In Rancher v1.6, sometimes a service can be stuck in a removing state.

All containers of this service were already deleted in the user interface. I verified this on the Docker hosts using “docker ps -a,” and yes, all container instances were correctly removed. But the service in Rancher was still stuck in removing.

Furthermore, in Admin -> Processes the service.remove processes (which seem to because of being stuck in that service removing in progress) never disappeared and were re-started every 2 minutes:

Although I’m not sure what caused this, the reason might be several actions happening on that particular service almost at the same time:

Resolution

As you can see, while I attempted a service rollback, another user deleted the same service at (almost) the same time. I wouldn’t be surprised if this has upset Rancher in such a way that the “delete” task happened faster than the “rollback,” causing the “rollback” to hiccup the system. The second “delete” attempt was to see if it would somehow “force” the removal, but it didn’t work. So far to the theory (only someone from Rancher could eventually confirm this or better give the real reason for what has happened), let’s solve this.

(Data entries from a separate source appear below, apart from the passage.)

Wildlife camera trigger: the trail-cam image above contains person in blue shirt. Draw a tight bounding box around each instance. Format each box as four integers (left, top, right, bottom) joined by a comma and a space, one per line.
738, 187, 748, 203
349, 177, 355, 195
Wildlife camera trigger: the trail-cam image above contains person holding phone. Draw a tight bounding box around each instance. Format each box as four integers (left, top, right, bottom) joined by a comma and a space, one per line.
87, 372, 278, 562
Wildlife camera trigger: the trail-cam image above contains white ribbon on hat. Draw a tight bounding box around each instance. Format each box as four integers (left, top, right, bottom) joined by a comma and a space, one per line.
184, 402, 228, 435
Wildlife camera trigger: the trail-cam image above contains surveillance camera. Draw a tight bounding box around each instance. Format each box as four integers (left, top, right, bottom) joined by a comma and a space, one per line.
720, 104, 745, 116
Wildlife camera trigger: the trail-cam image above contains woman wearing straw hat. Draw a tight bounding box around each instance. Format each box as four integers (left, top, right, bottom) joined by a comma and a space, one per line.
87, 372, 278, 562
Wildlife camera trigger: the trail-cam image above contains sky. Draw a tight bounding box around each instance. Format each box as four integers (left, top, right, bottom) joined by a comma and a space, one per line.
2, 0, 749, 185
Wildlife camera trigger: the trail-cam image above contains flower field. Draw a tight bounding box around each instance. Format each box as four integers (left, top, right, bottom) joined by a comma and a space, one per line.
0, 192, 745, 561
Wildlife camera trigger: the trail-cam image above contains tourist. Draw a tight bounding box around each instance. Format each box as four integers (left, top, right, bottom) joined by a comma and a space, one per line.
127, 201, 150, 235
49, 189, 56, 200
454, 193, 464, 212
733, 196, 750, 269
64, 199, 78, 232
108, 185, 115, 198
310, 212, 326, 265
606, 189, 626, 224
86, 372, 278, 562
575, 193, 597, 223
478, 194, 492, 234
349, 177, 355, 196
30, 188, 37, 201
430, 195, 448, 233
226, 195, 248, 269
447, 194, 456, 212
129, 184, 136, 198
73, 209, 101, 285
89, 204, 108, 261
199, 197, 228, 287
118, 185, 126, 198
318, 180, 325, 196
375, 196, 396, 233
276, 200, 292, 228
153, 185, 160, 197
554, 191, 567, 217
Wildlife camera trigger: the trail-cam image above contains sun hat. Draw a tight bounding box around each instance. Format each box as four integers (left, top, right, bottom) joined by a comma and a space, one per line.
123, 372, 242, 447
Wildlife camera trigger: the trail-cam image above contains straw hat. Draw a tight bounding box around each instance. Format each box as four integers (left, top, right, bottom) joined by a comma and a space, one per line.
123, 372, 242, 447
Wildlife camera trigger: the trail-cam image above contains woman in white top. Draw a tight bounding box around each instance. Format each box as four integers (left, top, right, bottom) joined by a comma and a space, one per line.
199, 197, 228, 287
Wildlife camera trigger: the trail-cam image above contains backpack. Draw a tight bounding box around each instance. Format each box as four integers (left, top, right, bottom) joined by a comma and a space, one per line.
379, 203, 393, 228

Because all attempts using the Rancher UI and API failed (the service stayed in removing state), I began my research and came across the following issues:

MySQL

  • To resolve this issue, we’ll need to login into the MySQL database that supports Rancher v1.6.
##Find the open process
select * from process_instance WHERE end_time is NULL;

##Kill all open process - if there is quite a large amount
UPDATE process_instance SET exit_reason='DONE', end_time=NOW() WHERE end_time is NULL;
  • If the service is still stuck in the removing status, then we’ll try to force the service back into Active status.

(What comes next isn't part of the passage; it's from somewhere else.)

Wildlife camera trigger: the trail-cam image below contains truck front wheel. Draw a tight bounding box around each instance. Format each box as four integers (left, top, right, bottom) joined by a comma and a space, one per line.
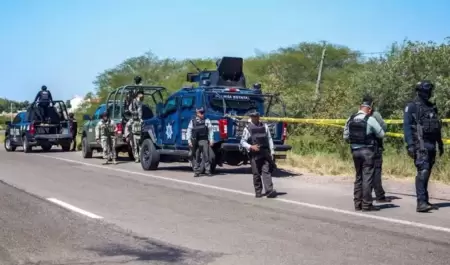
140, 139, 160, 170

  • We’ll want to grab the resource_id using the following SQL.

select * from process_instance where end_time is NULL and process_name = 'service.remove';
  • We’ll first try to force the service back into Active then delete it again.
UPDATE service SET state = 'active' WHERE id = <<resource_id>>;
  • If the service fails to go back into Active status, we’ll want to force remove it.
UPDATE service SET state = 'removed', removed = NOW(), remove_time = NOW() WHERE id = <<resource_id>>;